Abstract: Relationships between Traumatic Brain Injury, Coping Strategy, Mental Health, and Substance Use Among Youth in the Criminal Justice System (Society for Social Work and Research 22nd Annual Conference - Achieving Equal Opportunity, Equity, and Justice)

Relationships between Traumatic Brain Injury, Coping Strategy, Mental Health, and Substance Use Among Youth in the Criminal Justice System

Schedule:
Saturday, January 13, 2018: 10:51 AM
Independence BR G (ML 4) (Marriott Marquis Washington DC)
* noted as presenting author
Christopher A. Veeh, PhD, Research Assistant Professor, Washington University in Saint Louis, St. Louis, MO
Michael Vaughn, PhD, Professor, Saint Louis University, St. Louis, MO
Tanya Renn, PhD, Postdoctoral Scholar, Washington University in Saint Louis, St. Louis, MO
Background and Purpose: Prevalence of traumatic brain injury (TBI) within youth in the criminal justice system is substantially higher than their peers in the general population. TBI increases the likelihood for anxiety, depression, and substance use. Coping has shown to influence outcomes following TBI. Coping strategies largely fall into two groups: active strategies or avoidance strategies. Research on coping strategies and TBI has found avoidance strategies to be associated with negative outcomes, while active coping strategies are associated with more positive outcomes. No research into the relationship between TBI, coping strategy, and outcome has been conducted with youth in the criminal justice system. Therefore, this study investigated whether coping strategy mediated the relationship of TBI on the outcomes of anxiety, depression, and substance use within youth in the criminal justice system.

Methods: Participants (N=227) came from a non-probability sample of youth in two residential facilities in Pennsylvania. The sample was 55.51% male, average age of 16.21, and 77.09% were youth of color. TBI was reported by 22.03%. CASI software was used to conduct all interviews. Outcomes of anxiety/depression and alcohol/drugs were measured with the Massachusetts Youth Screening Instrument. TBI came from a question about lifetime occurrence of head injury with blackout. Coping was assessed with the Coping Strategies Inventory that included the subscales of acting-out, internalizing, partying, prosocial, and expressing. STATA version 14 was used to conduct mediation analysis with the functions medeff and medsens. The function medeff used two linear regression models within a Monte-Carlo framework to compute total, direct, and indirect effects using bootstrapped standard errors. Then, medsens conducted sensitivity analysis to examine results for violation of the sequential ignorability assumption.  

Results: TBI predicted higher scores on anxiety/depression (p < .05) and alcohol/drugs (p < .01). Next, mediation analysis began with regressing TBI on each coping subscale. TBI was significantly associated with higher scores on acting-out coping (p < .01), internalized coping (p < .01), and partying coping (p < .05). Then, the final step regressed the outcome measure on TBI and each coping strategy mediator. For anxiety/depression, full mediation was suggested for acting-out and internalizing with 45% and 48% of the total effect mediated between TBI and anxiety/depression, respectively. For alcohol/drug, full mediation was indicated for acting-out coping and partying coping. Acting-out mediated 33% and partying mediated 51% of the total effect between TBI and alcohol/drugs. Sensitivity analysis found mediation effects to be robust with rho between .30 to .63 depending on the model.

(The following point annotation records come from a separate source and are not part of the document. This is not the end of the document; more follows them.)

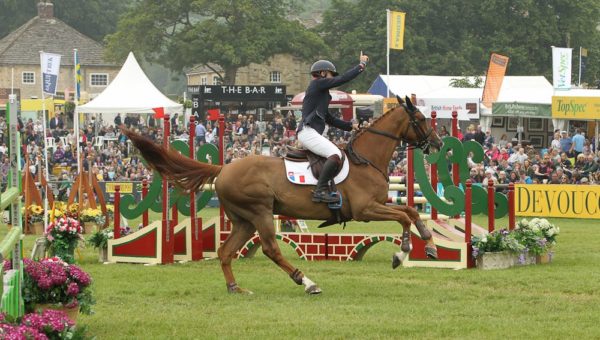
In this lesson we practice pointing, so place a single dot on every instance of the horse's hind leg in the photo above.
(413, 214)
(270, 248)
(241, 232)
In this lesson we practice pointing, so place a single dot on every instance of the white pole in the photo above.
(579, 82)
(387, 44)
(76, 113)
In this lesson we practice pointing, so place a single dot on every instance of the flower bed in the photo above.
(530, 242)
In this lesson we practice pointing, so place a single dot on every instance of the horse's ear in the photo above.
(410, 104)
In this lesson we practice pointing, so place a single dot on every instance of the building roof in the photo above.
(49, 34)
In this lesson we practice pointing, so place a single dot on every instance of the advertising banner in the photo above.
(494, 78)
(561, 67)
(579, 108)
(553, 200)
(396, 30)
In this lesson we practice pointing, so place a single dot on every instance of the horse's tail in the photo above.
(185, 172)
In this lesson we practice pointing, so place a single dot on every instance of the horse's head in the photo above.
(416, 130)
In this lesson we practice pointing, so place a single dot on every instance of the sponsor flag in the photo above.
(213, 114)
(561, 67)
(50, 64)
(494, 78)
(159, 112)
(582, 62)
(396, 30)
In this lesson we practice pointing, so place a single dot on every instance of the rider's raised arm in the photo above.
(328, 83)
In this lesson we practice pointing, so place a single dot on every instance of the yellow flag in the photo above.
(396, 30)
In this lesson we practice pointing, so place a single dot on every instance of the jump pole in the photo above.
(433, 167)
(410, 178)
(511, 206)
(491, 205)
(168, 241)
(144, 194)
(468, 206)
(195, 223)
(221, 161)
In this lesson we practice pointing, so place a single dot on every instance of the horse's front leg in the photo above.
(380, 212)
(413, 214)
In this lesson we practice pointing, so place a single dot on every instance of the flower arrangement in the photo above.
(35, 213)
(53, 281)
(537, 235)
(49, 324)
(100, 238)
(496, 241)
(92, 215)
(62, 237)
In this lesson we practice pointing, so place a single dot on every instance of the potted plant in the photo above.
(62, 237)
(49, 324)
(54, 284)
(35, 215)
(495, 250)
(538, 237)
(91, 218)
(99, 240)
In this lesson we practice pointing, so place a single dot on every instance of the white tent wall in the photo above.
(130, 92)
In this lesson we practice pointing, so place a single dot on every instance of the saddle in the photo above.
(315, 161)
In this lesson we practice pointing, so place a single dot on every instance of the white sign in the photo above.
(444, 106)
(561, 67)
(50, 64)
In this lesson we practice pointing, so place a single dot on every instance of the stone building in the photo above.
(20, 55)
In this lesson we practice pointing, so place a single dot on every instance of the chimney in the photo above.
(45, 9)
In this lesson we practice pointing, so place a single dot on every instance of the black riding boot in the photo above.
(321, 193)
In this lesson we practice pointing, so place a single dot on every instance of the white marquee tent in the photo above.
(130, 92)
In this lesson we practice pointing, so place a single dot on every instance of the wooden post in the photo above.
(144, 194)
(117, 217)
(511, 206)
(433, 167)
(491, 205)
(410, 178)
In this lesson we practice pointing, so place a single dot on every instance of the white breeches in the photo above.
(317, 143)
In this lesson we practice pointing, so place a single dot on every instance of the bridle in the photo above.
(422, 142)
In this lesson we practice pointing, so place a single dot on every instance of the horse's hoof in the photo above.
(313, 290)
(431, 252)
(397, 259)
(239, 290)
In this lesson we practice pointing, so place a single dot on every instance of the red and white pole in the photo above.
(491, 205)
(433, 167)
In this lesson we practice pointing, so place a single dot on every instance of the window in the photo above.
(28, 78)
(275, 77)
(99, 79)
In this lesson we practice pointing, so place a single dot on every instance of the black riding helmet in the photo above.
(323, 65)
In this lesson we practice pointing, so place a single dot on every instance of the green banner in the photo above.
(522, 110)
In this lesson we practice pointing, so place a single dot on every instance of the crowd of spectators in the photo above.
(567, 160)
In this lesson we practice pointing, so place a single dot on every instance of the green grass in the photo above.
(363, 299)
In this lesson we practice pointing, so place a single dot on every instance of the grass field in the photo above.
(363, 299)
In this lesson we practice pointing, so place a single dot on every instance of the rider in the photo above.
(315, 115)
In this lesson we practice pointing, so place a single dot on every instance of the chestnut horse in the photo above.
(254, 188)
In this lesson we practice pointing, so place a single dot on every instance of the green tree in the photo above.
(229, 33)
(94, 18)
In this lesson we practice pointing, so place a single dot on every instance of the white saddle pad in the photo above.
(300, 173)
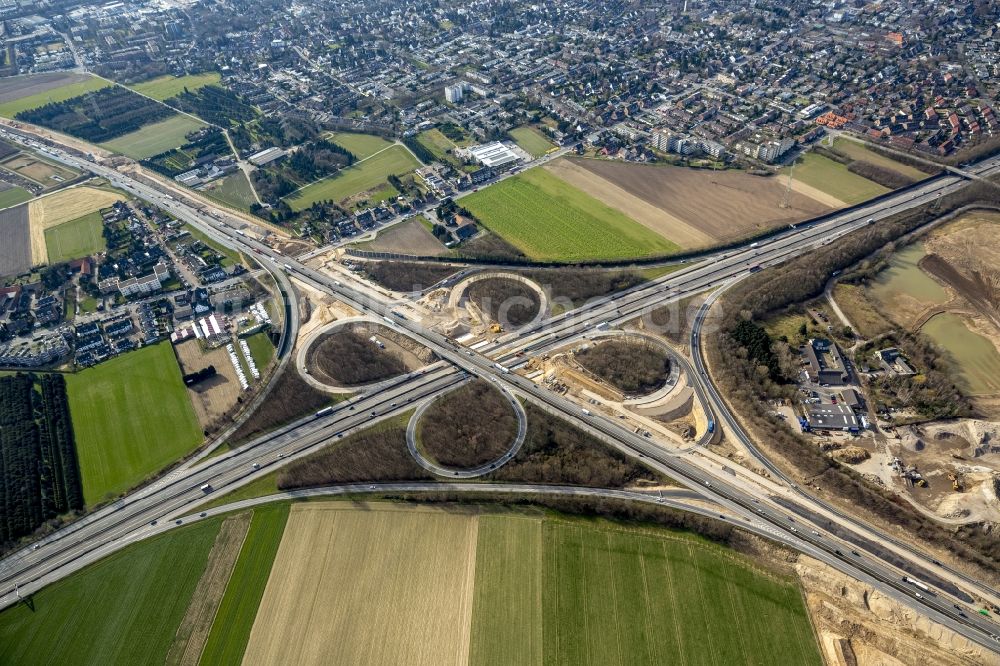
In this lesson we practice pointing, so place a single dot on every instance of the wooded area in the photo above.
(290, 398)
(630, 366)
(404, 276)
(214, 104)
(556, 451)
(350, 357)
(468, 427)
(579, 284)
(39, 472)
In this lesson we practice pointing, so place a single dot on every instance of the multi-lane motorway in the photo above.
(753, 507)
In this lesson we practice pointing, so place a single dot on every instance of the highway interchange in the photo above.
(750, 505)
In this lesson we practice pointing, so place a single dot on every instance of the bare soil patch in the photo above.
(16, 87)
(510, 302)
(468, 427)
(857, 624)
(197, 622)
(15, 248)
(290, 398)
(635, 368)
(724, 205)
(349, 356)
(378, 453)
(62, 206)
(649, 215)
(372, 586)
(404, 276)
(408, 238)
(217, 395)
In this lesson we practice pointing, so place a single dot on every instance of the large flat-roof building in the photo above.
(494, 155)
(826, 364)
(454, 93)
(832, 417)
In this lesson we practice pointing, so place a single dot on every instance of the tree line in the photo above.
(98, 116)
(215, 104)
(39, 472)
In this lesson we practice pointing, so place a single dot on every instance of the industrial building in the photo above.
(454, 93)
(494, 155)
(826, 365)
(828, 418)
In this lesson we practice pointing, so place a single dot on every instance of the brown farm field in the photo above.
(16, 87)
(63, 206)
(41, 171)
(410, 237)
(368, 587)
(692, 207)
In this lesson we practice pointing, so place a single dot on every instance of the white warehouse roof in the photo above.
(494, 154)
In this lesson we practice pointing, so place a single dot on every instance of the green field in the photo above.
(975, 359)
(261, 349)
(62, 93)
(238, 609)
(154, 139)
(122, 610)
(857, 151)
(436, 142)
(75, 239)
(360, 177)
(132, 416)
(233, 190)
(361, 145)
(13, 196)
(613, 595)
(531, 140)
(833, 178)
(574, 592)
(550, 220)
(904, 277)
(165, 87)
(507, 623)
(548, 590)
(230, 256)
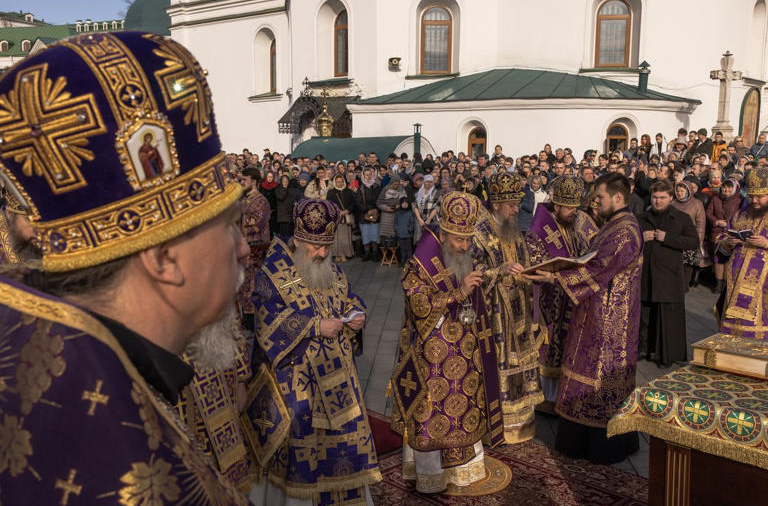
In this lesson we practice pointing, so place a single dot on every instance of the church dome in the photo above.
(148, 16)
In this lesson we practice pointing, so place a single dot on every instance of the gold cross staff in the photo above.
(408, 384)
(263, 423)
(68, 487)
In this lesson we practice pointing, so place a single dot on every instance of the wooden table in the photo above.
(708, 437)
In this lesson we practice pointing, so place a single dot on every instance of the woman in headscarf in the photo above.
(389, 201)
(344, 199)
(267, 189)
(685, 201)
(719, 212)
(425, 206)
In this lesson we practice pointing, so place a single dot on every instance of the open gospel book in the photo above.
(560, 264)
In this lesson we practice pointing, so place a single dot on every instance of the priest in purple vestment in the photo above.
(600, 353)
(500, 248)
(559, 229)
(743, 307)
(129, 273)
(446, 384)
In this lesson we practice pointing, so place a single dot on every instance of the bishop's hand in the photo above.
(330, 327)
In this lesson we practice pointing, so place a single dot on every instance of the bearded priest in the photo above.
(210, 405)
(559, 229)
(443, 403)
(306, 420)
(500, 248)
(600, 353)
(741, 308)
(17, 244)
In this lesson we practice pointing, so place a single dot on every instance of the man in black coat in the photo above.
(667, 232)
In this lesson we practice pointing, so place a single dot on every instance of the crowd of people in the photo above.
(175, 328)
(388, 202)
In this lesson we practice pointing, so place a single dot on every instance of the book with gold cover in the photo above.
(740, 355)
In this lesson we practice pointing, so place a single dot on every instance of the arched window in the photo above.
(273, 67)
(340, 46)
(614, 20)
(476, 142)
(617, 137)
(436, 34)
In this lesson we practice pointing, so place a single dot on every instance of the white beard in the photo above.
(508, 230)
(460, 265)
(214, 347)
(317, 275)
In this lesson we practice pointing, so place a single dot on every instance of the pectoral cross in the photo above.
(408, 384)
(68, 487)
(443, 275)
(741, 424)
(484, 336)
(95, 397)
(725, 75)
(264, 423)
(553, 237)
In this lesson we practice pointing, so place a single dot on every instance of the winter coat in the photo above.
(663, 278)
(285, 201)
(722, 208)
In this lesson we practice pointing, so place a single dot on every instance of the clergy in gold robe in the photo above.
(210, 405)
(600, 354)
(743, 307)
(559, 229)
(446, 384)
(500, 248)
(306, 419)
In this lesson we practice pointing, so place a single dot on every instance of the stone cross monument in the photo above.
(725, 75)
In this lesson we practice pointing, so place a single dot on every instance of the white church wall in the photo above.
(681, 40)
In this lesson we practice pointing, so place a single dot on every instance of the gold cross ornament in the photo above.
(95, 397)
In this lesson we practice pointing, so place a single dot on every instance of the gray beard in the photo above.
(316, 275)
(214, 347)
(509, 232)
(460, 265)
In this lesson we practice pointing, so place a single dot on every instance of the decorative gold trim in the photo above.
(678, 478)
(714, 446)
(138, 222)
(58, 311)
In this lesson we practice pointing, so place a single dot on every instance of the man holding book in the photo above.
(559, 229)
(499, 246)
(741, 308)
(600, 354)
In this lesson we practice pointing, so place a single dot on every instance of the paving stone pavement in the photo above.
(380, 288)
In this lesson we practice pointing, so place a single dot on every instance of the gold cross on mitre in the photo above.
(264, 423)
(408, 384)
(95, 397)
(553, 237)
(46, 130)
(68, 487)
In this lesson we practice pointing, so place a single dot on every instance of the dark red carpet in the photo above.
(540, 476)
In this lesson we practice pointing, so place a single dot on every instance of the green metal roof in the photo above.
(504, 84)
(334, 149)
(149, 16)
(16, 34)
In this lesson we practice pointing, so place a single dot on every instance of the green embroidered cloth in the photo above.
(711, 411)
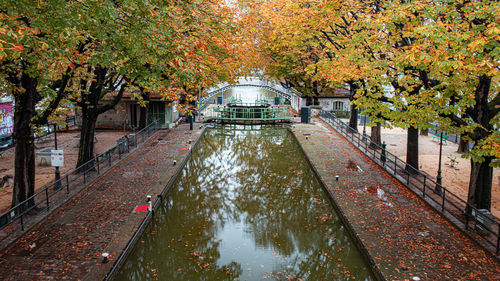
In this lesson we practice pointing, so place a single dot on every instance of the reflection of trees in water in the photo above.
(259, 177)
(285, 209)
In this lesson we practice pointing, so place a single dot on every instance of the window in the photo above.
(338, 106)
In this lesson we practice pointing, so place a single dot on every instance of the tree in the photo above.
(36, 63)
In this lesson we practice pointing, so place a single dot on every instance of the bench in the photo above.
(438, 137)
(44, 156)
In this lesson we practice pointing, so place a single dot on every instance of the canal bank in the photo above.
(70, 242)
(247, 206)
(404, 237)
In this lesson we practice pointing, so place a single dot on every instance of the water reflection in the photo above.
(246, 207)
(249, 94)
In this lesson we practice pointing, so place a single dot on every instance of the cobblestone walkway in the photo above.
(404, 236)
(68, 244)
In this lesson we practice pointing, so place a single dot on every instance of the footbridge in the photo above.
(290, 95)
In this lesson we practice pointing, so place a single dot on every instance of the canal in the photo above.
(246, 206)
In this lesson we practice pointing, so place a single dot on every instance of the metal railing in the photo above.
(250, 112)
(27, 213)
(450, 137)
(460, 212)
(48, 130)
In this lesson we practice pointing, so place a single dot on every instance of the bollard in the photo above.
(148, 199)
(382, 157)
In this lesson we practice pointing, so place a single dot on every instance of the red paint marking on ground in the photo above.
(141, 208)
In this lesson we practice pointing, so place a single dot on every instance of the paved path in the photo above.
(68, 244)
(403, 235)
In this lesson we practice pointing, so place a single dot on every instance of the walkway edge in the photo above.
(457, 224)
(343, 217)
(146, 221)
(70, 197)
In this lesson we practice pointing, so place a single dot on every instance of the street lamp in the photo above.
(438, 178)
(57, 180)
(364, 125)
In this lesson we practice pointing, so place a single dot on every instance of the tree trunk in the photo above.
(86, 148)
(412, 150)
(143, 116)
(481, 176)
(463, 146)
(353, 117)
(376, 136)
(24, 163)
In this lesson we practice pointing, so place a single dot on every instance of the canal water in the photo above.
(249, 94)
(247, 206)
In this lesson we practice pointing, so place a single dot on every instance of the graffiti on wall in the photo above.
(6, 119)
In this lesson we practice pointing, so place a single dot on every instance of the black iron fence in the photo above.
(28, 213)
(486, 227)
(449, 137)
(47, 130)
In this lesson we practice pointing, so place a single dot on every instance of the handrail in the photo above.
(72, 182)
(460, 212)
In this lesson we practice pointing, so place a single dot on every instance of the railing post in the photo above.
(47, 197)
(498, 238)
(97, 159)
(67, 184)
(423, 190)
(21, 221)
(442, 203)
(395, 164)
(382, 157)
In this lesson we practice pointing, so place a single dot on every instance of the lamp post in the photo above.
(363, 117)
(57, 179)
(438, 178)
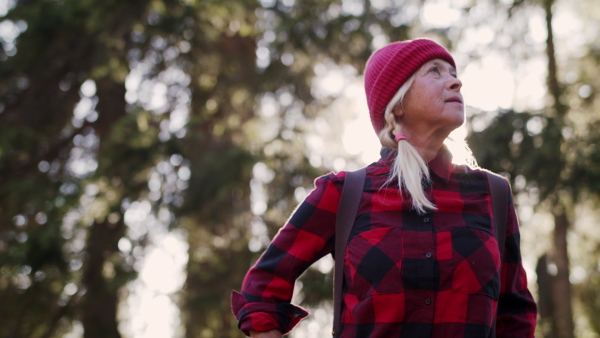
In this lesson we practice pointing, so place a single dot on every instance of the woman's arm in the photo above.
(517, 311)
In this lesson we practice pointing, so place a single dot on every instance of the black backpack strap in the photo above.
(347, 209)
(499, 191)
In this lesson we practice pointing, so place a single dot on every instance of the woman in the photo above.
(422, 259)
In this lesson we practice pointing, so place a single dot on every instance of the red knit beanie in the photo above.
(389, 67)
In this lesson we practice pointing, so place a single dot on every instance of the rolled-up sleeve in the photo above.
(264, 301)
(517, 311)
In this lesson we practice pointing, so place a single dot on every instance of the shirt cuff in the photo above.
(261, 317)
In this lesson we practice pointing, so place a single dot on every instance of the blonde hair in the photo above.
(408, 167)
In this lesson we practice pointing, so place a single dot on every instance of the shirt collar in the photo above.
(441, 165)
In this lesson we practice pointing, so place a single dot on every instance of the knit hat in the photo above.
(389, 67)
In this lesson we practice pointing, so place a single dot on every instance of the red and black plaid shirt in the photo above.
(405, 274)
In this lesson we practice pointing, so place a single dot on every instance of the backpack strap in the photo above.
(499, 191)
(346, 214)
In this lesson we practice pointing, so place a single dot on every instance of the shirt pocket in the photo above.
(374, 262)
(476, 260)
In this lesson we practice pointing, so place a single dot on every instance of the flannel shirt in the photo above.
(405, 275)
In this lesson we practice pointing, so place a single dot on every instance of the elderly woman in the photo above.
(422, 259)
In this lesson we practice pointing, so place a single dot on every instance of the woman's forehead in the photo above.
(440, 63)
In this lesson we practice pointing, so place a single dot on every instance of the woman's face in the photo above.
(434, 101)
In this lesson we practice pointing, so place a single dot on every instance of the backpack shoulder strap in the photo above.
(347, 209)
(499, 191)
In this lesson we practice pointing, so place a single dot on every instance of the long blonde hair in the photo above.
(408, 167)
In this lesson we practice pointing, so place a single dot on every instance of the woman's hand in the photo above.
(267, 334)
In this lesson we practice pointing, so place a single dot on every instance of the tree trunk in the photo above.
(99, 315)
(547, 322)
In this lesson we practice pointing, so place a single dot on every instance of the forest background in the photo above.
(149, 149)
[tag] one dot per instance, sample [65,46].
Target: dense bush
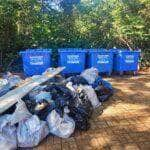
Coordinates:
[106,23]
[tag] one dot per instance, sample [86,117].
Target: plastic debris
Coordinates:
[60,126]
[77,80]
[48,105]
[90,75]
[43,96]
[8,136]
[31,132]
[20,113]
[83,110]
[35,92]
[4,86]
[91,95]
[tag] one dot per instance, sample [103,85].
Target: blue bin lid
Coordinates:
[115,50]
[65,50]
[36,50]
[98,50]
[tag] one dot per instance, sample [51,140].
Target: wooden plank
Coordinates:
[10,98]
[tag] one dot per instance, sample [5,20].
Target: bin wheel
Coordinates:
[135,73]
[109,74]
[121,73]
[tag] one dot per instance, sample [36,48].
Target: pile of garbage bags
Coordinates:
[57,107]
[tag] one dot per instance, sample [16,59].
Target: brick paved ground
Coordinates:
[123,125]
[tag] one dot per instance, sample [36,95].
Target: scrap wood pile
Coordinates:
[48,104]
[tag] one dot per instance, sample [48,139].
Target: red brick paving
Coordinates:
[123,125]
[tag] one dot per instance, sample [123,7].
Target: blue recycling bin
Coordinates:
[126,60]
[101,59]
[73,59]
[36,61]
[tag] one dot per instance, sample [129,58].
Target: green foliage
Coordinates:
[97,23]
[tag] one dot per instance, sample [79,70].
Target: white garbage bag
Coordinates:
[90,75]
[61,127]
[31,132]
[91,95]
[35,92]
[20,113]
[8,137]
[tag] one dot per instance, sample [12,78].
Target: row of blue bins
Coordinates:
[36,61]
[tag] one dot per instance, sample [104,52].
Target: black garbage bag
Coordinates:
[77,80]
[81,120]
[55,80]
[82,112]
[43,109]
[103,89]
[61,96]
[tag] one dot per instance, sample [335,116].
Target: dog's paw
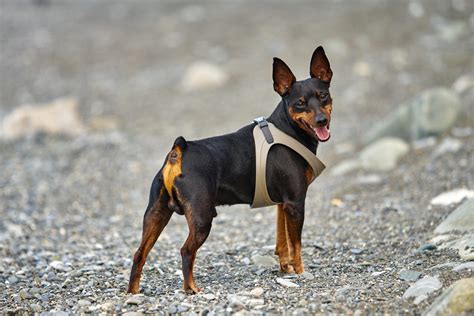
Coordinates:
[191,290]
[287,268]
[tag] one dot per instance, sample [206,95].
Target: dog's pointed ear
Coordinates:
[319,67]
[283,78]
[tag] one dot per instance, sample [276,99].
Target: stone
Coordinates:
[173,309]
[452,197]
[84,303]
[356,251]
[23,294]
[307,275]
[466,265]
[441,239]
[464,244]
[209,296]
[458,299]
[264,261]
[60,116]
[256,302]
[203,75]
[59,266]
[383,154]
[245,261]
[431,113]
[286,283]
[426,247]
[409,275]
[257,292]
[377,273]
[107,306]
[135,299]
[12,279]
[35,308]
[461,219]
[422,288]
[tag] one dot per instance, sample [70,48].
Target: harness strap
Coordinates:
[266,135]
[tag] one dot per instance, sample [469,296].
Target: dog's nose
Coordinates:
[321,120]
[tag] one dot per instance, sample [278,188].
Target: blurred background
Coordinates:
[93,93]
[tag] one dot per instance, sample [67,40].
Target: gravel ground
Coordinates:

Conclusions and Implications: Study results suggest that addressing the use of avoidant coping strategies, such as acting-out, internalizing, or partying, by youth in the criminal justice system with TBI could help ameliorate the outcomes of anxiety, depression, and substance use. Interventions that focus on the coping skills of individuals with TBI exist. Social workers could be a leader in adapting and evaluating these coping interventions for a juvenile justice context. Future research into TBI and coping within youth in the criminal justice system would benefit from a measure of executive dysfunction.